Having the skill to deliver family centred care is a key aspect in health promotion, as families have a crucial part in ensuring the health and well-being of children and young people (Moyse, 2009). The National Service Framework (DOH, 2004) has guidelines which emphasis on health promotion and assisting families with education and resources from birth to adulthood. The guidelines ask for high quality care to promote and safeguard children and young people.
By implementing family centred care nurses allow the formation of partnership with the child’s family in the pursuit of being amenable to the priorities and necessities of the family and child (Bowden & Greenberg, 2011). Family centred care beneficial in delivery of health promotion as it improves care, allows successful distribution of resources, and satisfies both family and patient (Bowden & Greenberg, 2011). In relation to child obesity optimal care is delivered by adopting family centred care, where care and advice is offered to both family and child to allow concordance.
Having the skill to empower patients is vital, Tones & Tilford (2001) argue that empowerment is most crucial feature of health promotion. In relation to child obesity empowering the young person to manage their health while satisfying their needs is vital. Empowerment has been recognised as key concept in encouraging healthy eating and exercise (Cochran, 2008).
To achieve effective health promotion nurses must encompass health promoting attitudes and demonstrate respect for all patients.

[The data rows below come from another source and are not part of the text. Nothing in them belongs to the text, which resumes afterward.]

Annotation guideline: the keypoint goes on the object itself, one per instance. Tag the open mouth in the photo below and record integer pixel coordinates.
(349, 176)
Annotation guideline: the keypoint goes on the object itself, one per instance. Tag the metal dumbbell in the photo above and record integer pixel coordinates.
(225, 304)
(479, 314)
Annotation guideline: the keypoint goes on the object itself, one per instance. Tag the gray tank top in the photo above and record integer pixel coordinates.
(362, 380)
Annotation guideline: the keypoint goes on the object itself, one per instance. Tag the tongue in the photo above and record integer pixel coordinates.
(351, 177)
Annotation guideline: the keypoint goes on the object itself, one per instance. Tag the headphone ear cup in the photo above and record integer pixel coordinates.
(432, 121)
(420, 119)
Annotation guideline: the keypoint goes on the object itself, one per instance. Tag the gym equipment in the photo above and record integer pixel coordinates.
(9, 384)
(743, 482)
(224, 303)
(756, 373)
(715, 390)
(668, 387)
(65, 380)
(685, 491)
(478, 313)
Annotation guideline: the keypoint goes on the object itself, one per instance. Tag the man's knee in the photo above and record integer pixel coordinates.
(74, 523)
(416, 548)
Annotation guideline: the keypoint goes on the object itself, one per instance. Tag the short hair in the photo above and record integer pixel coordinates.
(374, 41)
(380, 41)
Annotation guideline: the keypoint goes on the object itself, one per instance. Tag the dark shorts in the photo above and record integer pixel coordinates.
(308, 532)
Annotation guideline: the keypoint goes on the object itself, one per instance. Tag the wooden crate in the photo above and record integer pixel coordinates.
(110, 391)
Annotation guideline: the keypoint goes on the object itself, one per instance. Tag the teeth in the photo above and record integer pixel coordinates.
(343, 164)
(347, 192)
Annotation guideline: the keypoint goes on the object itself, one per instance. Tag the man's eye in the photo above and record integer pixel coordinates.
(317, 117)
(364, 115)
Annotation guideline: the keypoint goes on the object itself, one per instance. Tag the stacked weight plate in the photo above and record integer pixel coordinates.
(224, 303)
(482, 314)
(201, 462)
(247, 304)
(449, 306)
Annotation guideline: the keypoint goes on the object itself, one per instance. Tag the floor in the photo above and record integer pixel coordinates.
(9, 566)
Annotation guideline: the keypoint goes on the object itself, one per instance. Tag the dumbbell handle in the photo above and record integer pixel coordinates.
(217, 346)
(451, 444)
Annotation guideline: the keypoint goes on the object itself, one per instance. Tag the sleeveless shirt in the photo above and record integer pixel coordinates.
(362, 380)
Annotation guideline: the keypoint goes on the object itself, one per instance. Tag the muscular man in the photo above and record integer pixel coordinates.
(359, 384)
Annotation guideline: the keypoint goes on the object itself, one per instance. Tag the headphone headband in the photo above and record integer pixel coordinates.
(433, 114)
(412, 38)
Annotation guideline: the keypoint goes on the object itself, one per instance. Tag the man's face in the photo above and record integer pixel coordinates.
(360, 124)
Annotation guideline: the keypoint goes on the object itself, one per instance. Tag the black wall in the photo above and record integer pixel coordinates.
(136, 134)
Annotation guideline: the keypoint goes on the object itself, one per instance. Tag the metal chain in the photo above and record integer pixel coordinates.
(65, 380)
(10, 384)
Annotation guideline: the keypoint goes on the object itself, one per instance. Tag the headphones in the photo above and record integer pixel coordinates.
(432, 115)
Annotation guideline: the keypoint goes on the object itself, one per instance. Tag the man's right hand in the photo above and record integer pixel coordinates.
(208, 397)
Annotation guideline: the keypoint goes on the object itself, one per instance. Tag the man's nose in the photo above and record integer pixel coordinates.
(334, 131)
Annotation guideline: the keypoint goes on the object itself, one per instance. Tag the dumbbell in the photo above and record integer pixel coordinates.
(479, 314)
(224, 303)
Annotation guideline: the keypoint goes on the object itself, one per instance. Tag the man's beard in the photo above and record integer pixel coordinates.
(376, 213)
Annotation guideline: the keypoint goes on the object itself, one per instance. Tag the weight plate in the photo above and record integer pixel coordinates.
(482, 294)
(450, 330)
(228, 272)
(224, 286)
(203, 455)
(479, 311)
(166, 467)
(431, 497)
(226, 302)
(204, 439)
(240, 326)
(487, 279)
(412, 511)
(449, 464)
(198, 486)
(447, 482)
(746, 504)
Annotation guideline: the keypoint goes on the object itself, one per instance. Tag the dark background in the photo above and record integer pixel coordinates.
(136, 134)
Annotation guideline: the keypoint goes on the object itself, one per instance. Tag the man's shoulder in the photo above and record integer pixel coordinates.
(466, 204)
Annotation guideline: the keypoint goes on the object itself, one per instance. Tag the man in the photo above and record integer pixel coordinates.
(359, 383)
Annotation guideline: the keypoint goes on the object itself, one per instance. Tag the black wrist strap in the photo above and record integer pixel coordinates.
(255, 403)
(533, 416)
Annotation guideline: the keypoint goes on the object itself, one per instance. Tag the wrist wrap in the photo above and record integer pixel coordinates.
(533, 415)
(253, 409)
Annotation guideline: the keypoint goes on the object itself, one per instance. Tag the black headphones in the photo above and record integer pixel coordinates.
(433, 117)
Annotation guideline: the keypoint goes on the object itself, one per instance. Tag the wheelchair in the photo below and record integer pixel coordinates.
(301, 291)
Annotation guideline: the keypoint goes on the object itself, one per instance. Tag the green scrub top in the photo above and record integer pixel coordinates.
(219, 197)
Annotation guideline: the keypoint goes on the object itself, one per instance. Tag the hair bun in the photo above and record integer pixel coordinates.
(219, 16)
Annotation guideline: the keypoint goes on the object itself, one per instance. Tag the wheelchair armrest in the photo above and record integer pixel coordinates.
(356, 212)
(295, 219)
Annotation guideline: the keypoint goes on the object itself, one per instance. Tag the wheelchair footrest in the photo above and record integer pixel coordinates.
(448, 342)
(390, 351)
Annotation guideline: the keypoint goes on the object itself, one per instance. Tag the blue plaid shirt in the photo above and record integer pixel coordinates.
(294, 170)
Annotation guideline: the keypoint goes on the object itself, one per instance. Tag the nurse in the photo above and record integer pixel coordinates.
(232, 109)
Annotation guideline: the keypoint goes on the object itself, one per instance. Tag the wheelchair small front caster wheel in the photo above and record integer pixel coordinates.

Empathy is a crucial attitude in health promotion, McQueen (2005) states that empathy refers to being able to understand the patient’s behaviour and feelings. Malloch (2001) suggests that empathy forms trust and allows care to be negotiated, implemented and evaluated efficiently. The NMC, (2008) also states nurses need to be able deliver care with empathy. In relation to child obesity empathy is a key attitude as the DOH (2010) states that nurses must be empathetic with families when dealing with sensitive issue like child obesity.
Being compassionate is vital when delivering health promotion as the DOH (2010) states that compassion forms the basis of care via through relationships formed on respect, dignity and empathy.
Being non-judgmental is vital in health promotion, as the NMC (2008) states that care must be given in a universal, non-judgmental, kind and sensitive manner that avoids assumptions.
Being a motivational is a key attitude nurses will require as it helps patients feel confident, thus making a desired health action more achievable Fisher, (2013). Harter suggests that patients will be motivated when they perceive themselves as being confident however if one feels they are not capable of fulfilling an action they are less likely to do it. Thus having a motivational attitude is vital as it increases patient’s self-esteem and prompts patients to take action on their health.
This essay has explored why nurses need skills, knowledge and attitude to deliver health promotion and how this can be used to tackle child obesity.